Another Rastafarian employee requested an accommodation to wear a beard, after being promoted. The company rejected his request because the employee did not identify a location or institution where the employee worshiped. The employee eventually provided the requested “documentation from his spiritual adviser” that satisfied the company and his request was granted, two years after he first sought the accommodation.
One applicant was told by a company hiring official he would have to shave to be considered for the position. The applicant, who is Muslim, explained that he wears a beard as part of his religious observance. The hiring official replied that “God would understand” if he shaved his beard to get a job. The business told the applicant that he could apply for another position, which did not require customer contact, but the company did not hire him for either position.
An applicant informed the company that he wore a beard as part of his Muslim religious observance and inquired as to whether or not the company would grant him an exception, on that basis, to the appearance policy. The applicant was told that the business granted absolutely no exceptions for beards.

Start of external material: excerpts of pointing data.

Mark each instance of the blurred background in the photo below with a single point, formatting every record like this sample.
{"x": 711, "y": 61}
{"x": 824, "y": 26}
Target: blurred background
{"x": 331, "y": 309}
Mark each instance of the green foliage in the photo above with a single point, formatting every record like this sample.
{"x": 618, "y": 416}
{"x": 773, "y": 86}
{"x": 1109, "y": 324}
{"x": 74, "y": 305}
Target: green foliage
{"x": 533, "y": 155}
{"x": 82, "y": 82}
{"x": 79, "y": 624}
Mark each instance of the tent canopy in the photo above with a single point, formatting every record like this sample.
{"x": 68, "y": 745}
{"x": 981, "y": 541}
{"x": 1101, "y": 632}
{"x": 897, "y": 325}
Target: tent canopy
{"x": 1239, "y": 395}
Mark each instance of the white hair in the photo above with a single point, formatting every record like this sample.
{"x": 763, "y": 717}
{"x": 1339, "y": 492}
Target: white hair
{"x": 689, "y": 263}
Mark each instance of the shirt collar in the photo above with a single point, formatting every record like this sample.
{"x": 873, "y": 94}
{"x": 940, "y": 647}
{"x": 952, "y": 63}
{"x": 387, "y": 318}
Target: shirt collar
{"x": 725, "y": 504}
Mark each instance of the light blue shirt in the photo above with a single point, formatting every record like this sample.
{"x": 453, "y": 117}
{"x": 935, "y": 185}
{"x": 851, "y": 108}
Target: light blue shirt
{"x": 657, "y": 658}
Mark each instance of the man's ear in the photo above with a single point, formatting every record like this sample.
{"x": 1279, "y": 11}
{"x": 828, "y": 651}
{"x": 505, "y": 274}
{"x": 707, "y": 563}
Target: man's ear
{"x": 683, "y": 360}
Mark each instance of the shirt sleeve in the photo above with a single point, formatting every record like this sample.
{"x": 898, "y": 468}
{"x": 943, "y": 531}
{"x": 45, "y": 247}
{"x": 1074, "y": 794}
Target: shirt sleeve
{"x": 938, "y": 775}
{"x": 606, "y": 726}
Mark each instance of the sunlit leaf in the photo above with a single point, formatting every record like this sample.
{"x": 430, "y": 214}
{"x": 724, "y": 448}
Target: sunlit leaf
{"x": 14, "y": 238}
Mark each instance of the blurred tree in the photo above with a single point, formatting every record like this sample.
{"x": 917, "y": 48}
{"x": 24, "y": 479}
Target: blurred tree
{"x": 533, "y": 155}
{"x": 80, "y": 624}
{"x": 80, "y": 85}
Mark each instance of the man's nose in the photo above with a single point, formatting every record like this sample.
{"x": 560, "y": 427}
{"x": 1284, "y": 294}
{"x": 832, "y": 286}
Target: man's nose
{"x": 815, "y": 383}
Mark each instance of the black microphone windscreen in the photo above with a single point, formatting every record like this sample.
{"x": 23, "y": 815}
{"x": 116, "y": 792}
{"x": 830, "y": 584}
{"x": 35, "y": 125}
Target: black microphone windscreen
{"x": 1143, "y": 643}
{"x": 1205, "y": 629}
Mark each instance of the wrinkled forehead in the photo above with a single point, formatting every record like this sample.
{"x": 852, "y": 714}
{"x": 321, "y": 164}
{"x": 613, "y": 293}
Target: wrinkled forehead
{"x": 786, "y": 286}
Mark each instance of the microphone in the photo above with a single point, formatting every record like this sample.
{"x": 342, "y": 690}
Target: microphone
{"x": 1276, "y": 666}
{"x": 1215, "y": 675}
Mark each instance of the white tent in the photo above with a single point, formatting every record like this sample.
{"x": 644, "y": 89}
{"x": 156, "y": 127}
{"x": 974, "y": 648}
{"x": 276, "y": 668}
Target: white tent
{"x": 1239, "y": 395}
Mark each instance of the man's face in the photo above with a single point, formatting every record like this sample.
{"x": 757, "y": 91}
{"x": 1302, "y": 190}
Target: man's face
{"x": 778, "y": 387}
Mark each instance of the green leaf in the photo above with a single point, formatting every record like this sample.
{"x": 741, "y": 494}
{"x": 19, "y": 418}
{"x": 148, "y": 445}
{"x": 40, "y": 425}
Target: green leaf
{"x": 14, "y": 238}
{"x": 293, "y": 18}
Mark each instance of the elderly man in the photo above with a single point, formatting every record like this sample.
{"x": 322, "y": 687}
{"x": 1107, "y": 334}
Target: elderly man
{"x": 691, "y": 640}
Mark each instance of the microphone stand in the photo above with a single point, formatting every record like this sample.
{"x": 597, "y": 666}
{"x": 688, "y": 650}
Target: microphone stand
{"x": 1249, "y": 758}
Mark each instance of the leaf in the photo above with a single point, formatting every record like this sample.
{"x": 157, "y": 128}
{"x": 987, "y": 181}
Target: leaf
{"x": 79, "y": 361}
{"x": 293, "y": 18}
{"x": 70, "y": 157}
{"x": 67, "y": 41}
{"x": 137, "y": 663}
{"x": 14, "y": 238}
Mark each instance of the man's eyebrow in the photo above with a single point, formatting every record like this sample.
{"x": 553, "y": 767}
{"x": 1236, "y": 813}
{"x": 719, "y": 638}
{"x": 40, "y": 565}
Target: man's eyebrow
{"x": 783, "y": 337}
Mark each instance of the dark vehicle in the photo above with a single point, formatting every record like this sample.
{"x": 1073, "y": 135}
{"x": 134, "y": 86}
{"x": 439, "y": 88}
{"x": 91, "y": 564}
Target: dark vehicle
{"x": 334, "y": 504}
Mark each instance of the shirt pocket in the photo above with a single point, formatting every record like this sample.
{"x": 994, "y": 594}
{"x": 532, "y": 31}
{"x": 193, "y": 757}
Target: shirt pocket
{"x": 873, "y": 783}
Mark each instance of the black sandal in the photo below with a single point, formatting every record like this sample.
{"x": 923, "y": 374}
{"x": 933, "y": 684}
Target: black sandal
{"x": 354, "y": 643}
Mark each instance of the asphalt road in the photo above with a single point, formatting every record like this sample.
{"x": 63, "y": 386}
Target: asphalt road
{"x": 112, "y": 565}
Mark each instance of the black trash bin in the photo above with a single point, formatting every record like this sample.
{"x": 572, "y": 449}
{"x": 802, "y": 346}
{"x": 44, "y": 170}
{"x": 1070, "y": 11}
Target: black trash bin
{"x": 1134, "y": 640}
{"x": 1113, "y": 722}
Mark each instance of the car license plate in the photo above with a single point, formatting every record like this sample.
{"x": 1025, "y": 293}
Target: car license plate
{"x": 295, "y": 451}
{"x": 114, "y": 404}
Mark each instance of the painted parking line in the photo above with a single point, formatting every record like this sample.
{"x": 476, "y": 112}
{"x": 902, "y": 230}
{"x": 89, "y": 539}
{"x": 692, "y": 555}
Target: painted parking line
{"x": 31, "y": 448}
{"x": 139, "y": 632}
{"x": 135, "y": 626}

When the applicant inquired about the possibility of applying for another position, he was told to shave his beard and cut his hair if he wanted to work for the company.
Also, a Native American applicant explained that he wore his hair long as part of his religious observance and offered to wear it under his shirt or in a hair net, but was told, “No hair cut, no job.”
Specifically, the EEOC lawsuit claimed that the company refused to hire individuals whose religion conflicted with the company’s appearance policy; and refused to promote, or in the alternative, failed to hire or transfer to a different position, individuals whose religion conflicts with the company’s appearance policy.
The EEOC lawsuit claimed that these unlawful practices include that the company refused to hire qualified employees:
a) because of their religion.
b) for the positions for which they applied, and were qualified to perform, because of religion and has instead directed those individuals into positions that are not subject to the company’s appearance policy.
c) whose religion conflicted with the company’s appearance policy and has not permitted those individuals to seek an accommodation to the appearance policy.
The lawsuit also claimed that the employer segregated individuals on the basis of their religion, by placing individuals whose religious beliefs conflict with the appearance policy into different job positions in its facilities based on the appearance policy and Defendant’s refusal to accommodate religious practices. The lawsuit claimed that the business segregated those individuals by keeping them in “back”-of-the-facility positions, which involve no customer contact. The EEOC alleged that this adversely affected the terms and conditions of their work, including their ability to be hired and promoted, because of their religion.
Just a few days before January 2019 the EEOC and the business announced that they settled the religious discrimination lawsuit for $4.9 million. EEOC v. United Parcel Service, Civil Action No. 1:15-cv-04141.